Quando iniciei meus estudos universitários, em 1960, a maioria dos alunos se interessava pela “política estudantil". Estudávamos, debatíamos, participávamos de calorosas assembleias e eleições dos diretórios, da UME, da UNE e dos grandes debates partidários sobre o futuro do Brasil e da América Latina. Era uma tensão intelectualmente estimulante e nada monótona.

Entre os vários temas em pauta, discutíamos os fundamentos da legitimidade e da legalidade das ações e das propostas políticas. Seriam legítimas aquelas que apontassem para a promoção integral da dignidade da pessoa humana, dos seus direitos inatos e inalienáveis. Seriam legais as que se materializassem dentro de uma moldura constitucional e legal. O ideal é que as Constituições e as leis fossem legítimas nos seus conteúdos e proclamadas de acordo com os ditames e a liturgia da democracia representativa, da organização e do funcionamento de um Estado democrático de Direito. Lembrávamos que as constituições e as leis da União Soviética de Stalin, da Alemanha de Hitler, da Itália de Mussolini eram irretocavelmente legais, mas inquestionavelmente ilegítimas.

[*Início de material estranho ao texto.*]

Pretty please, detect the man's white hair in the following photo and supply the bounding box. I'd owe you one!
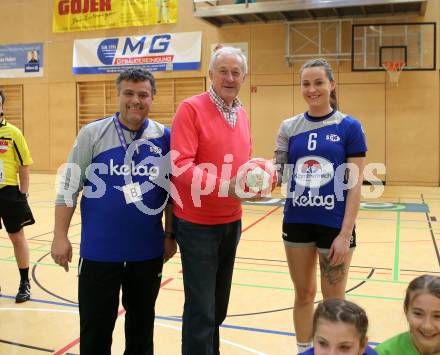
[209,47,248,74]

Creio que precisamos recuperar essa discussão para o Brasil de hoje. Verdades éticas e proposições morais não são e nunca serão frutos de votações e de maiorias eventuais. O mal e o moralmente errado não se tornarão o bem e o correto simplesmente por suas propostas terem obtido maioria num eventual escrutínio.

Essa constatação me leva a voltar a discutir a questão do voto qualificado. Há 50 anos não tive dúvidas em me alinhar àqueles que propugnavam pelo direito de votar e de ser votado para toda a população, independentemente do seu nível educacional — era o direito do voto para os analfabetos. Hoje sou levado a rever minha certeza da juventude e propor que os eleitores tenham, pelo menos, o equivalente ao atual ensino médio para participar de eleições nacionais. Assumo essa posição por um simples motivo: o povo sem formação acadêmica mínima, que lhe permita exercer um pensamento crítico estruturado, neste mundo cada vez mais interdependente e complicado, passa a ser presa fácil dos marqueteiros, a serviço do poder econômico e político, que utilizam eficientes técnicas de propaganda, com base no que se conhece da psicologia social e da sociologia, impondo ao povo desprotegido formas de pensar transitórias, vendendo desde sabonetes até candidatos. Por isso, muitos partidos e políticos mentem, roubam e recebem propinas. Assim procedendo, aparentemente, o ritual democrático é atendido, mas o erro moral se instala, corrompendo a liberdade e a justiça. Os escândalos políticos no Brasil, que nos envergonham e entristecem, são fruto de ações políticas muitas vezes legais, mas evidentemente ilegítimas.